Monday, 20 March 2017

A Giant Disappointment.

York 26 - Hornets 20

Welcome to the Rochdale Hornets emotional wringer.

From the chest-bursting pride of two weeks ago, we find ourselves this morning trying to not think too hard about that shadow of embarrassment lurking in our peripheral vision.

2017’s brutal wake-up call arrived in the shape of Hornets’ unshakeable hoodoo. We wrote in Friday’s preview of our discomfort of being the giant in a potential giant-killing and, from the moment that Danny Yates coughed the kick-off at four seconds after three, you sensed that it was going to be one of those afternoons.

While York kept their game-plan brutally simple - fast ruck-speed, direct running, minimal errors and something tricky to think about on the last tackle - Hornets disintegrated into a mess of dropped-ball, forced passes, cheap penalties and - for the first time this season - some decidedly flaky defending.

James Ford’s masterstroke, though, was to persuade Jon Presley to put his boots back on. So often Hornets’ tormentor-in-chief last season, he produced a tight, controlled performance that proved to be the difference.

Indeed, after 15 minutes, two kicks into the in-goal had yielded tries for Smith and Batchelor to give York a dream start. Hornets at this point barely having carried the ball. In between Tyson-Wilson slotted a penalty and the Knights looked good value for a 14-nil lead.

When - after half an hour - Hornets finally got some meaningful possession they capitalised. First Lewis Palfrey trickling the ball behind the defence for Miles Greenwood to score; then a bit of a freak try as a Palfrey bomb was lost in flight by York defenders, skittling off Tyson-Wilson for Chris Riley to touch-down. Within the space of three minutes, Hornets back in the contest at 14-12.

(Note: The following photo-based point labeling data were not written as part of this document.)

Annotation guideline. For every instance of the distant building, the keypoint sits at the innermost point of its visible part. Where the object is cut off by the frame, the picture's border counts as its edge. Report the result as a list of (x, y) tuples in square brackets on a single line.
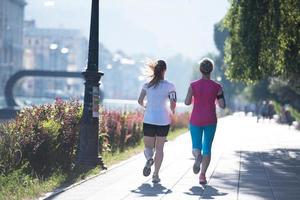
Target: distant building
[(56, 50), (11, 38)]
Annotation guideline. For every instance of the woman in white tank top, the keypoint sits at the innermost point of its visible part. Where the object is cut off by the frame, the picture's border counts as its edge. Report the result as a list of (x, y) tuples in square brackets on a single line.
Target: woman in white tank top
[(157, 116)]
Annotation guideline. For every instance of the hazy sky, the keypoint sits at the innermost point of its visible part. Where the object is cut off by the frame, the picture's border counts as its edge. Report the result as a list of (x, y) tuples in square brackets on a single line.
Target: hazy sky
[(156, 27)]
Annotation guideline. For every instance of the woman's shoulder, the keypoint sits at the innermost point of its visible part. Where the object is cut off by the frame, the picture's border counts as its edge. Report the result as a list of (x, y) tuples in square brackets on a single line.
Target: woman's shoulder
[(216, 84), (194, 82), (167, 82)]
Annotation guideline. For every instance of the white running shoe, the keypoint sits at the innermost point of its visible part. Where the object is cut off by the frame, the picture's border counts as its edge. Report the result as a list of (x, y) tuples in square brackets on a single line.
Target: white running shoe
[(147, 168), (155, 179)]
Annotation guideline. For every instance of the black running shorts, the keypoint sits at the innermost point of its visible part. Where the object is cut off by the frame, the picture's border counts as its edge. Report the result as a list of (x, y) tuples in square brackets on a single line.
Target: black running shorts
[(152, 130)]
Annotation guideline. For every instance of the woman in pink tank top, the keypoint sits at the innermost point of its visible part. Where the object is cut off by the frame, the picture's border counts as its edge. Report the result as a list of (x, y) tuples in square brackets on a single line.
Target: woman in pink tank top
[(205, 93)]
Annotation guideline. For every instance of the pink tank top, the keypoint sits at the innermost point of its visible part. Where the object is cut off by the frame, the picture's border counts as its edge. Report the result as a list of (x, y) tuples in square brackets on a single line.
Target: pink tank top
[(204, 108)]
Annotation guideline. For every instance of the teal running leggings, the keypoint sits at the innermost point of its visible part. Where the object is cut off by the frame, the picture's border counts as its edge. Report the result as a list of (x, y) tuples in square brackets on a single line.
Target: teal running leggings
[(202, 137)]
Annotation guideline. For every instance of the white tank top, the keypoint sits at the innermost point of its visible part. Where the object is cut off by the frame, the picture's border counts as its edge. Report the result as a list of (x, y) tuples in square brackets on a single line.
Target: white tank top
[(157, 110)]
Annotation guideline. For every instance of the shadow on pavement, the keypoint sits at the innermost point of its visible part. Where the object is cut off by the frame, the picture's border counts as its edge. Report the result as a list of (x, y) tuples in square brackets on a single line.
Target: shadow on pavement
[(207, 192), (147, 189), (273, 174)]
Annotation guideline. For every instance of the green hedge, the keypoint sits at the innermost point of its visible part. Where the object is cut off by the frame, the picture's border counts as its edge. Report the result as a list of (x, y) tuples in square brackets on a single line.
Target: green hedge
[(45, 138)]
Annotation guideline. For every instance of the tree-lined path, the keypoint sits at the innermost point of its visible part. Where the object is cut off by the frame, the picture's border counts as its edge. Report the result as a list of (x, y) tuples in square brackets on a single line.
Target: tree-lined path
[(250, 161)]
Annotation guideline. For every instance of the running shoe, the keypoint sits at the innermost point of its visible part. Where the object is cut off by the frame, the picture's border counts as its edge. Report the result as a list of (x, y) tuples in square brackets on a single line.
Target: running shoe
[(197, 163), (155, 179), (202, 179), (147, 168)]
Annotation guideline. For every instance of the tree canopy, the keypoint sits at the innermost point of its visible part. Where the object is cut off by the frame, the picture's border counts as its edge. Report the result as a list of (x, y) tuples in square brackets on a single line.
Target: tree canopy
[(264, 41)]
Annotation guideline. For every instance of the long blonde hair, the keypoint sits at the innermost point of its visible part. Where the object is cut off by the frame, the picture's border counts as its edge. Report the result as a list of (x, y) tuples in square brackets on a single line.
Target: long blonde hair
[(154, 70)]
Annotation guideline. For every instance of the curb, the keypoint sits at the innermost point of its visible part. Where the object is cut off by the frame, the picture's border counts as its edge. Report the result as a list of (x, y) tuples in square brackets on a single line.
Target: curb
[(57, 191)]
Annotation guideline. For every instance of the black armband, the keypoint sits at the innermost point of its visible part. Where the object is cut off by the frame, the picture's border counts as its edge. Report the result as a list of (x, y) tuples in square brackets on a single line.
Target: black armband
[(220, 96), (172, 96)]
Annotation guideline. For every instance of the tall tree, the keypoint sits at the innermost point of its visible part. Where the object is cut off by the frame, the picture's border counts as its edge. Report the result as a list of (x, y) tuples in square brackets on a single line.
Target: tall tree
[(264, 40)]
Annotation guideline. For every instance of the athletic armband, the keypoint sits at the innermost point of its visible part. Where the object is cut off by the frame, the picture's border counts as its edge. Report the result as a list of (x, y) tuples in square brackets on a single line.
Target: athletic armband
[(172, 96), (220, 96)]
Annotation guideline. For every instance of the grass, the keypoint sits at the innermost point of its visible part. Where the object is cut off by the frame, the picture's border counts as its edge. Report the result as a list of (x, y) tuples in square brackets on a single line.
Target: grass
[(19, 185)]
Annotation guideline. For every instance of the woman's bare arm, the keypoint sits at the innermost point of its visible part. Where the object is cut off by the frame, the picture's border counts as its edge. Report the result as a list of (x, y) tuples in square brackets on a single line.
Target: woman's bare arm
[(142, 97), (188, 98), (221, 99)]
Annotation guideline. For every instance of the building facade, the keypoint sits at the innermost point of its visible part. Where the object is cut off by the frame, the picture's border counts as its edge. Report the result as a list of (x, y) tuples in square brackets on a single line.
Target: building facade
[(11, 38), (55, 50)]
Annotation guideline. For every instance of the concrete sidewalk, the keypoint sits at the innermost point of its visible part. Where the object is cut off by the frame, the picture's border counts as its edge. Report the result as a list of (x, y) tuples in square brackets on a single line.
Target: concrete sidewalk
[(249, 161)]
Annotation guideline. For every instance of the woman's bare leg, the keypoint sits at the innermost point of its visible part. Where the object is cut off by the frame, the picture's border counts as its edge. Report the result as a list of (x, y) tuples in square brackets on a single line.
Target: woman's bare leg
[(159, 153)]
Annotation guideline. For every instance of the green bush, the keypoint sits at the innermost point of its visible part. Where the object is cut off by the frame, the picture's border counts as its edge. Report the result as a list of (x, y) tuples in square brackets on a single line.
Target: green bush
[(45, 138)]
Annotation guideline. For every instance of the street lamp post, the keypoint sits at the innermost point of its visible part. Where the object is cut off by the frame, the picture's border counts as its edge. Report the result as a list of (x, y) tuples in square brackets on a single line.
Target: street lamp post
[(89, 125)]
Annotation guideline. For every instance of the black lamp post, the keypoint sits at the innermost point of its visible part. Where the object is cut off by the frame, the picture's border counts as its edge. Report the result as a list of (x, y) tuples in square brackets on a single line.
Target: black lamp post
[(89, 126)]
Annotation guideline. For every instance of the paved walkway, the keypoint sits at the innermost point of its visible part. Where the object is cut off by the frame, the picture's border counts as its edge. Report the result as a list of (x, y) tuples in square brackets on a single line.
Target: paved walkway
[(251, 161)]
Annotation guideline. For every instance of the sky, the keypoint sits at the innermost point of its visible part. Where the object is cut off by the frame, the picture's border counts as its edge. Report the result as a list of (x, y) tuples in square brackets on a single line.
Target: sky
[(158, 28)]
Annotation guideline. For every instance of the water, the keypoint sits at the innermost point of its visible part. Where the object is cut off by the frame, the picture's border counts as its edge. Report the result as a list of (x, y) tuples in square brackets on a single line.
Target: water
[(111, 104)]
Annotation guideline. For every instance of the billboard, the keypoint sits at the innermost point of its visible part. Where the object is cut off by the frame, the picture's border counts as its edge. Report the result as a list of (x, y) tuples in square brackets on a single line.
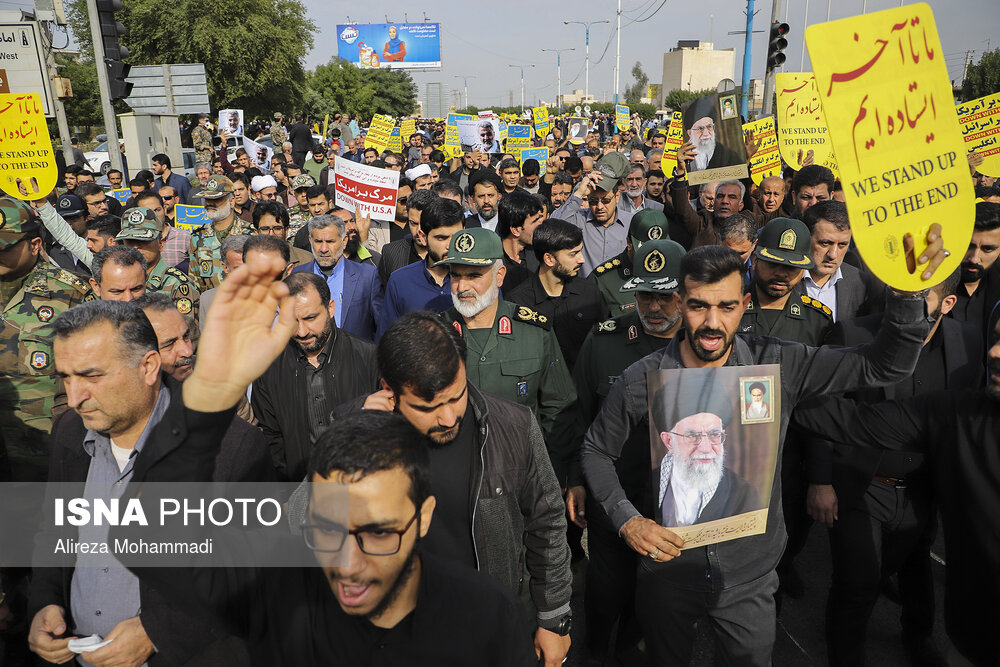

Having clawed their way back, Hornets switched off with seconds of the half remaining, allowing Moran to crash through and score a coach-killing try, Tyson-Wilson added the extras and Hornets retired to the sheds 20-12 down for what we imagine was a frank exchange of views.

Hornets started the second half with visibly more purpose, but fell foul of some indifferent refereeing. First Jo Taira seemed to have scored a perfectly vallid try only for it to be struck-off for a highly dubious double movement, then Jono Smith was held-up in-goal despite being face-down on the ball.

Hornets then had a six-minute purple-patch: Lewis Galbraith embarking on a wide, meandering run to send in Rob Massam, followed by swift-hands right for Chris Riley to score out wide. 20-all with 20 to play.

With Hornets looking increasingly desperate to seize control of the game, the errors continued to mount and with time ebbing away there was whispered discussion about the golden point. All that became moot in the 73rd minute when Presley produced a cool offload in traffic to send in the other Tyson-Wilson, his brother spot on with the boot.

Hornets spent the last seven minutes banging their heads on the York defensive wall, closest to a break being a Ryan Maneely step that almost took him clear of a last-ditch grasping tackle.

In the wash-up, this was a shocker in every sense of the word. Hornets couldn’t play this badly again if they tried. But while the result was pretty humiliating, it provides a real test for Alan Kilshaw and his squad. Having had a bit of a boom start to life in the Championship, this result asks lots of questions and they need a big response.

Ultimately, if what doesn’t kill you makes you stronger, we can hope that this wretched result serves  some sort of fortifying purpose. But at the moment it just feels like a chastening disappointment - and, it seems, York seemed destined to continue to lurk in Hornets' blind-spot.